Irreversible myocardial necrosis due to prolonged ischemia (STEMI vs NSTEMI)

What is STEMI?

ST elevation MI, complete blockage of a coronary artery

What is a NSTEMI?

non-ST elevation myocardial infarction, from a Mural Thrombus with potential to Embolize.

(partial blockage of smaller area of ischemia)

What is the pathophysiology of a myocardial infarction?

• Atherosclerosis leads to plaque rupture and then thrombus formation.
• The coronary artery has occlusion (blockage of artery), leading to myocardial ischemia, which would lead into
• Cell injury, eventually necrosis, and then decreased cardiac function

What is the clinical manifestation of MI?

• Chest pain (angina)
• Dyspnea
• Diaphoresis
• Nausea
• Anxiety
• Fatigue

What do lab tests look for in Myocardial Infarction?

• Increased troponin
• Increased CK-MB
• ECG changes, ST elevation/depression
• Echo abnormalities

What are the risk factors for MI?

CAD, HTN, DM, Smoker, Hyperlididemia, PHx of CAD < 55 yo

• obesity, age, etc

What is troponin

a protein found in the heart muscle. It is released into the bloodstream when the heart muscle is damaged, such as during a heart attack

What is dyslipidemia?

abnormal amount of lipids in the blood

What do lipoproteins do?

they carry various lipid (triglycerides)/cholesterol components to tissues

What does LDL do?

transports cholesterol to cells

• LDL is absorbed by tissues and 70% is returned to the liver

What does HDL do?

HDL circulates to the tissues and takes up excess free cholesterol and takes it back to the liver

What are the two types of dyslipidemias?

Primary (genetics), and secondary (lifestyle, etc.)

What can secondary dyslipidemia stem from?
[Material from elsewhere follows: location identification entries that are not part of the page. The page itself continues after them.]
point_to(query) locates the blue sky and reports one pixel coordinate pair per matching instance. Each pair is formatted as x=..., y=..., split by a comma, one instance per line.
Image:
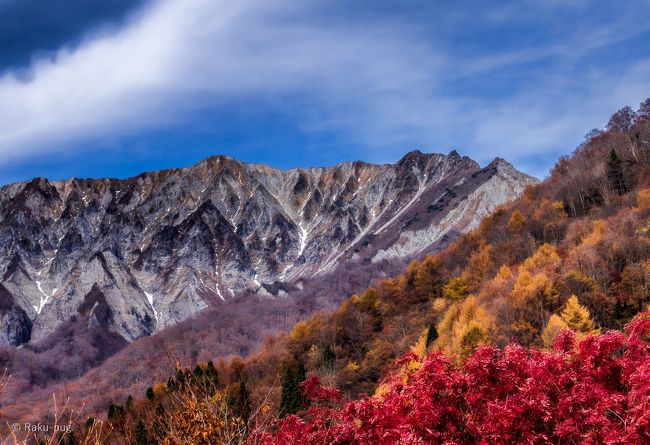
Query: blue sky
x=113, y=88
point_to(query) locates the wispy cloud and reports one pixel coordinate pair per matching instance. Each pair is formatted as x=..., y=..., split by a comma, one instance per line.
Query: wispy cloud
x=387, y=84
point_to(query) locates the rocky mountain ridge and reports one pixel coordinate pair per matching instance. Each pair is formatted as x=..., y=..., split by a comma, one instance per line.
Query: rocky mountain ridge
x=139, y=254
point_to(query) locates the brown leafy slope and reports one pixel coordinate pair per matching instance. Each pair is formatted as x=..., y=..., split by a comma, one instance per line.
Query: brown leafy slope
x=571, y=253
x=583, y=232
x=73, y=257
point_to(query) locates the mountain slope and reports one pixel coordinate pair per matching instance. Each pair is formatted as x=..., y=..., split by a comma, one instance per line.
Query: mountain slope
x=163, y=246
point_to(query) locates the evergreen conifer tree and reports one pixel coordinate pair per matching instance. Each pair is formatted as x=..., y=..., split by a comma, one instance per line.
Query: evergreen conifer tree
x=615, y=174
x=141, y=436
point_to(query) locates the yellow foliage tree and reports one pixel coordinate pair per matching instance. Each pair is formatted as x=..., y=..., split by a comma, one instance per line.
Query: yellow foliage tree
x=427, y=277
x=554, y=326
x=456, y=288
x=466, y=324
x=545, y=259
x=516, y=221
x=577, y=317
x=530, y=294
x=479, y=266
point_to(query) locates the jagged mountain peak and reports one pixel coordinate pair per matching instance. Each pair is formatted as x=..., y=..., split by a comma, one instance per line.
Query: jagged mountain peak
x=164, y=245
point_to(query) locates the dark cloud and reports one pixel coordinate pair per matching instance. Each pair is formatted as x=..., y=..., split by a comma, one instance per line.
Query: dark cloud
x=30, y=28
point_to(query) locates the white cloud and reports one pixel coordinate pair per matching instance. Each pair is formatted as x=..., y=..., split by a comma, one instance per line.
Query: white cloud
x=379, y=82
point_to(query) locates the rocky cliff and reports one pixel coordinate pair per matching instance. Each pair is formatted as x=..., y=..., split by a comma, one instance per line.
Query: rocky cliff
x=162, y=246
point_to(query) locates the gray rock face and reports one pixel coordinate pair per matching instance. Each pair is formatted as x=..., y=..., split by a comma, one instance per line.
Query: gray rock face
x=162, y=246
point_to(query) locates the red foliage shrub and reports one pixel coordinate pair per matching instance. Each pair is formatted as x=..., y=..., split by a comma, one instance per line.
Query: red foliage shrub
x=595, y=392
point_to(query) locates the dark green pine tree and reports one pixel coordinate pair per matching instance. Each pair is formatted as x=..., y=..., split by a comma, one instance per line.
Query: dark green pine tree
x=432, y=334
x=141, y=436
x=115, y=412
x=241, y=405
x=159, y=423
x=300, y=377
x=70, y=439
x=288, y=396
x=291, y=399
x=615, y=174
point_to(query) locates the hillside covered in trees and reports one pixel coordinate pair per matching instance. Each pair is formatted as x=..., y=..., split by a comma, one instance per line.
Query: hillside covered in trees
x=524, y=330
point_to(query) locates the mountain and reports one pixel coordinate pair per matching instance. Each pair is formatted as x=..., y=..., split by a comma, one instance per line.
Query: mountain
x=158, y=248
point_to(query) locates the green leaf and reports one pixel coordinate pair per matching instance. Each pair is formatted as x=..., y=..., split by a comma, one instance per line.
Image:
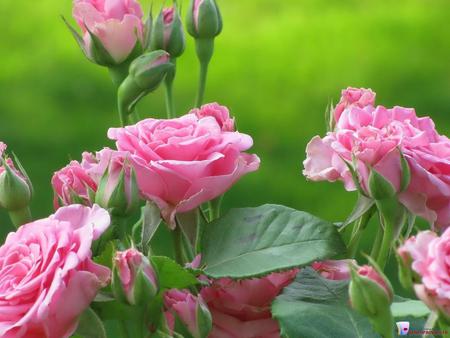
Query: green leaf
x=314, y=307
x=151, y=219
x=363, y=205
x=90, y=325
x=256, y=241
x=402, y=307
x=171, y=275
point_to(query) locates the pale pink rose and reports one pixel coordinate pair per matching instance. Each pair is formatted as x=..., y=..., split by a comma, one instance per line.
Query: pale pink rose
x=358, y=97
x=188, y=308
x=129, y=263
x=334, y=270
x=372, y=137
x=429, y=255
x=111, y=163
x=220, y=113
x=242, y=308
x=47, y=277
x=183, y=162
x=117, y=23
x=73, y=185
x=372, y=274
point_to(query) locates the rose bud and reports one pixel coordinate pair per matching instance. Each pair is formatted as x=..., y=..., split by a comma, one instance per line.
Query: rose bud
x=371, y=294
x=15, y=191
x=145, y=75
x=117, y=188
x=112, y=30
x=168, y=33
x=73, y=185
x=204, y=20
x=134, y=280
x=190, y=310
x=220, y=113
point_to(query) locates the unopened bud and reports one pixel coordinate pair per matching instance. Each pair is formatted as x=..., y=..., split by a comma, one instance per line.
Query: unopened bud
x=134, y=278
x=168, y=33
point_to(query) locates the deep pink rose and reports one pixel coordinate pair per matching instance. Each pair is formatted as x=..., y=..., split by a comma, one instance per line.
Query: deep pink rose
x=129, y=263
x=47, y=277
x=117, y=23
x=334, y=270
x=181, y=163
x=242, y=308
x=188, y=308
x=430, y=257
x=373, y=136
x=220, y=113
x=372, y=274
x=73, y=185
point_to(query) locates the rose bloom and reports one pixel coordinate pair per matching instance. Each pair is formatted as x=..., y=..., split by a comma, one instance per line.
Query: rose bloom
x=117, y=23
x=373, y=136
x=73, y=185
x=241, y=309
x=47, y=277
x=183, y=162
x=429, y=255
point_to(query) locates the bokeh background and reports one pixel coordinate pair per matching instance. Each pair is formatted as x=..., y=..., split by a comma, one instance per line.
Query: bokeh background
x=278, y=64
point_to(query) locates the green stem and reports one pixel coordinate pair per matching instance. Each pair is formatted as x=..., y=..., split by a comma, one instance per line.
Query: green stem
x=214, y=208
x=357, y=232
x=177, y=244
x=377, y=243
x=386, y=244
x=205, y=50
x=202, y=84
x=20, y=216
x=168, y=82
Diet, obesity, sedentary lifestyle, diabetes

What can contribute to atherosclerosis?

High LDL and low HDL

What is ventricular fibrillation?

Chaotic, disorganized ventricular electrical activity, which causes no effective contraction, and eventually no cardiac output

What are the causes of ventricular fibrillation?

• Acute myocardial Ischemia/Infarction
• Electrolyte imbalances (increase in potassium, decrease in magnesium)
• Heart failure, cardiomyopathy
• QT prolongation, drug toxicity, electrocution

What is the pathophysiology of Ventricular Fibrillation?
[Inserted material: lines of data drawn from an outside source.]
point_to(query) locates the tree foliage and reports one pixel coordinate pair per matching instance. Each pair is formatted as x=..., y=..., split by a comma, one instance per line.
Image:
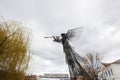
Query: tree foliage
x=14, y=50
x=92, y=65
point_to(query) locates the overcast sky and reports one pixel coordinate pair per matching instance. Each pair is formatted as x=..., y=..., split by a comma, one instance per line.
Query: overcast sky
x=100, y=18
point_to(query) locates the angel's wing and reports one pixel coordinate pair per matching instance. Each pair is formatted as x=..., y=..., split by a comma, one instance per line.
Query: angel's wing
x=74, y=33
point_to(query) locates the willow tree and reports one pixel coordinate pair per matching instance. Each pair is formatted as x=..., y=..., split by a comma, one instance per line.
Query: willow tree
x=14, y=50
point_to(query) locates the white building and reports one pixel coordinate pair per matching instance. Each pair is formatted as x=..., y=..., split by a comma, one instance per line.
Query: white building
x=110, y=71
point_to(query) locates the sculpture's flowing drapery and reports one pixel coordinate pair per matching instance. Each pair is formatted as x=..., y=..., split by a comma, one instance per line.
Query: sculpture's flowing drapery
x=72, y=58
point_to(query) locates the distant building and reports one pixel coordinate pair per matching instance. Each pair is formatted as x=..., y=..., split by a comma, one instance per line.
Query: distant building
x=31, y=77
x=57, y=76
x=110, y=71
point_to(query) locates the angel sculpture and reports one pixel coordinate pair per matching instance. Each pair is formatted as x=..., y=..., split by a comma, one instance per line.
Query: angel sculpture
x=72, y=58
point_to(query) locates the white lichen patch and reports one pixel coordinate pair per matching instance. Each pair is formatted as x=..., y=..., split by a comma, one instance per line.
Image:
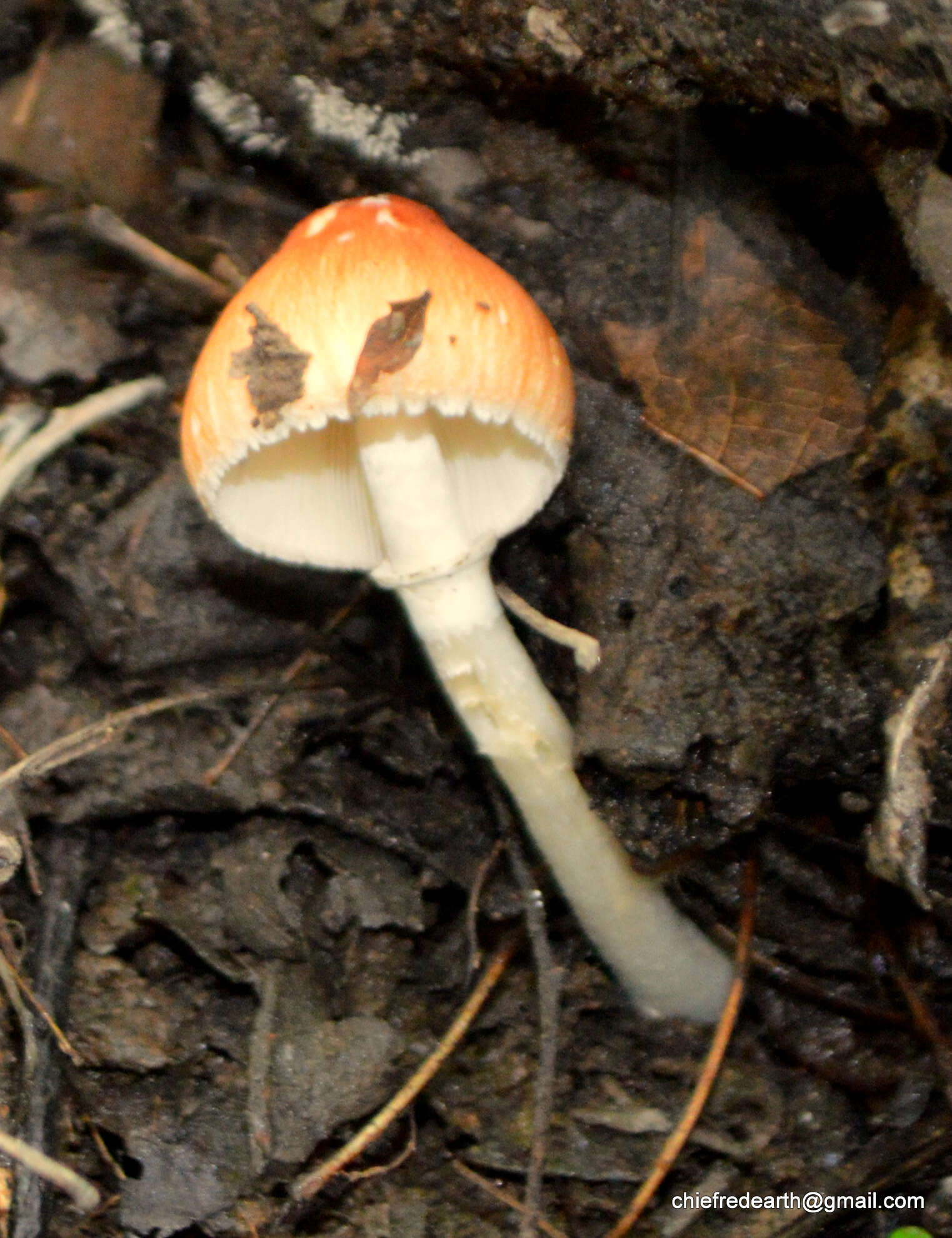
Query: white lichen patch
x=545, y=25
x=238, y=117
x=376, y=135
x=116, y=29
x=856, y=13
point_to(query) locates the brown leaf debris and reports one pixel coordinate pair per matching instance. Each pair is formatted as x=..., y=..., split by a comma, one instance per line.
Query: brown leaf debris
x=743, y=375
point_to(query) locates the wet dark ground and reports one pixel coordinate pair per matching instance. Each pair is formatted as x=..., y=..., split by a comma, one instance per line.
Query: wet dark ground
x=248, y=961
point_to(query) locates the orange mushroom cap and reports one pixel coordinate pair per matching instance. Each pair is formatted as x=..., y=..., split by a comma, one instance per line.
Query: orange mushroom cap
x=265, y=435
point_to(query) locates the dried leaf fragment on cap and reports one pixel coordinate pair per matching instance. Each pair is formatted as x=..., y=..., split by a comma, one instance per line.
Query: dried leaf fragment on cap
x=744, y=375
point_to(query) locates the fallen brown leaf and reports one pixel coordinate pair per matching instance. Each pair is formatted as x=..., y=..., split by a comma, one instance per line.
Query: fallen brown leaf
x=744, y=375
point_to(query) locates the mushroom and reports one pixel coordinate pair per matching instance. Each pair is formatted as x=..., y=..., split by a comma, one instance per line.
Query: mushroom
x=381, y=396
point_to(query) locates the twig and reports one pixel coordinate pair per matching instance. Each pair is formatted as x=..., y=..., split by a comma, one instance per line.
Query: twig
x=301, y=664
x=97, y=735
x=10, y=980
x=106, y=226
x=82, y=1192
x=504, y=1197
x=258, y=718
x=16, y=846
x=923, y=1017
x=586, y=649
x=357, y=1175
x=66, y=424
x=311, y=1182
x=679, y=1137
• Multiple ectopic foci in ventricles firing rapidly and asynchronouslyq
• No organized depolarization, causing no pulse or perfusion, leading to cardiac arrest

What is the ECG for Ventricular Fibrillation?

No P, QRS, or T waves

• Irregular, chaotic baseline ("bag of worms" appearance)

What is the treatment for ventricular fibrillation?

Immediate defibrillation + CPR

• Correct underlying cause after ROSC

What is ROSC?

Return of spontaneous circulation during arrest,
Revascularize and fix the electrolytes within the patient

What are the phases of MI with Ischemia on EKG?

(reversible) ST depression, T-wave inversion, due to transient O2 deprivation

What does an injury MI on an EKG look like?

(acute, potentially reversible), ST elevation with a STEMI pattern
this would indicate acute, transmural damage (blood vessel damage)

What does an infarction look like on an EKG?

(necrosis, irreversible) Pathologic Q waves, which would indicate dead myocardium, no depolarization

What does a 1st Degree AV Block consist of?

PR interval > 0.20s (constant), with a delay in AV nodal conduction

what does 2nd degree AV Block - Type I Mobitz I (Wenckeback) consist of?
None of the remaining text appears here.